Então aqui tá o lance: Supergirl é um dos melhores seriados de super-heróis que está no ar. Calma, não foge! Deixe-me explicar: a série pode até ter vários pontos negativos, mas recentemente tem adquirido muito mais pontos positivos para levantar o outro lado da balança e mostrar que vale a pena investir tempo nas aventuras da prima do Superman.

Desde o vazamento do piloto a estreia no ano passado, o programa tem recebido uma chuva de críticas sobre vários aspectos: roteiros fracos, personagens qualquer coisa menos tridimensionais e não ser dark o suficiente (graças ao sucesso de programas como Arrow, Daredevil, Jessica Jones e os filmes deprimentes do Homem de Aço e Batman), aspectos estes que realmente eram problemáticos no primeiro grupo de episódios mas foram dissipados com o tempo, porém ainda acontecem várias reclamações em relação ao último - e isso é um problema.

Imagine um mundo onde todos os seriados de heróis possuem o mesmo estilo e o mesmo tom (como os filmes da Marvel). Não seria um mundo chato? Claro que seria, pois não teria variedade nenhuma e todo conteúdo seria parecidíssimo um com o outro, tornando inexistente um elemento muito necessário chamado singularidade que é o que torna cada série algo único e inigualável. Assim como temos programas dark e noir também devemos ter o oposto deles - programas otimistas e alegres - assim como vários outros tipos que estão espalhados no meio destes dois extremos.

Agora vamos falar de coisas boas: o seriado é uma fofura sem tamanho. Desde a decoração do apartamento da Kara até as cenas de romance no escritório, os olhares cruzados entre o triângulo amoroso e a trilha sonora que toca durante os episódios, o coração de quem tá assistindo derrete. 

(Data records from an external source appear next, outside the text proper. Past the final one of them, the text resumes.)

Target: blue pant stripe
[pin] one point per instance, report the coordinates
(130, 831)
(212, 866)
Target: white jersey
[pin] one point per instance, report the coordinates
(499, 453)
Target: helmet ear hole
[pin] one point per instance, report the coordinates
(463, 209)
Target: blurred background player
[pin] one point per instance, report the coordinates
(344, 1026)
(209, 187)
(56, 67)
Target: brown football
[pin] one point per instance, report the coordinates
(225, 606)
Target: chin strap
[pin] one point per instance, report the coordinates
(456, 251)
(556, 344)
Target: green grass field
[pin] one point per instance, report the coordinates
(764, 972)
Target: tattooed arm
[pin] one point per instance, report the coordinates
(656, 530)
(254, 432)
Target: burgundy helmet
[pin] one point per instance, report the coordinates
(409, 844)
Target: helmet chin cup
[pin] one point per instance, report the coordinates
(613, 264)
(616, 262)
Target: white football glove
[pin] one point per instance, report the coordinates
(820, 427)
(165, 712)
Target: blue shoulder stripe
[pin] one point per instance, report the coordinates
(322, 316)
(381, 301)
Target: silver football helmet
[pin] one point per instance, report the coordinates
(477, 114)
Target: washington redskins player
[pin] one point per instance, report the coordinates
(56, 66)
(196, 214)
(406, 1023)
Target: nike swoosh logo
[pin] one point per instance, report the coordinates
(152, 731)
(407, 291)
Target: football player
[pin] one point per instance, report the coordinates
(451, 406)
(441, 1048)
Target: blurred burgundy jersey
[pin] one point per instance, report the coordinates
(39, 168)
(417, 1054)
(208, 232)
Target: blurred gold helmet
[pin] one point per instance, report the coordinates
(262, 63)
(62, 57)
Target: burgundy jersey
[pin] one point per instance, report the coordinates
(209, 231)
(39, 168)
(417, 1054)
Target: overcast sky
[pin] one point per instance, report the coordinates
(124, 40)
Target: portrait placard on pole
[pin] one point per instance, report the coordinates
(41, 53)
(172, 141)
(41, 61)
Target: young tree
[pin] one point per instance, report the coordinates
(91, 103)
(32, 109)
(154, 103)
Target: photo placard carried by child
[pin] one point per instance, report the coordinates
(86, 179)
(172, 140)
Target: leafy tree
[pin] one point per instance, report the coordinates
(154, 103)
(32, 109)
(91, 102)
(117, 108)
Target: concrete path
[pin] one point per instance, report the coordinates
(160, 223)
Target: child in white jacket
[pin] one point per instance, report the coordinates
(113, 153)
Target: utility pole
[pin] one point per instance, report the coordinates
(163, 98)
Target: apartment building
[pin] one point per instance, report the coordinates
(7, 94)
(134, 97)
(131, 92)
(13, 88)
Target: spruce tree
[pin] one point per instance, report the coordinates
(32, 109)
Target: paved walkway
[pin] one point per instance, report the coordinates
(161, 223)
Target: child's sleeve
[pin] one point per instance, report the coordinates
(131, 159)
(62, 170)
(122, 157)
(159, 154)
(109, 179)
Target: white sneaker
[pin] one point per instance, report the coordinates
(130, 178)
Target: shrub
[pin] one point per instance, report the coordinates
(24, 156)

Outro elemento que merece destaque é a forma com que os escritores têm lidado com os personagens, realmente lhes tornando seres humanos tridimensionais e bolando histórias de origem ótimas - exemplos recentes incluem J'onn J'onzz e Siobhan Smythe, que no episódio dessa semana (com a participação do Flash!) se tornou a vilã Silver Banshee. Também vale mencionar que o seriado tem servido de inspiração para milhares de garotinhas que finalmente ganharam uma heroína feminina na televisão para admirar.

Com uma primeira temporada determinada a encontrar seu chão para seguir em frente, Supergirl é exatamente como aquela pessoa que ainda não encontrou sua identidade, tenta mil e uma roupas e estilos diferentes mas tem um coração gigante acima de tudo. Isso é algo que fica muito evidente nas cenas mais emocionais da série, onde a dedicação da Melissa Benoist e do elenco inteiro brilham mais forte que a explosão de Krypton. Não existe o escuro sem a luz, não há noite sem o dia; assim como existe a tristeza e felicidade, há uma variedade de programas surgindo, indo desde a melancolia de Oliver Queen até a energia contagiante de Kara Zor-El.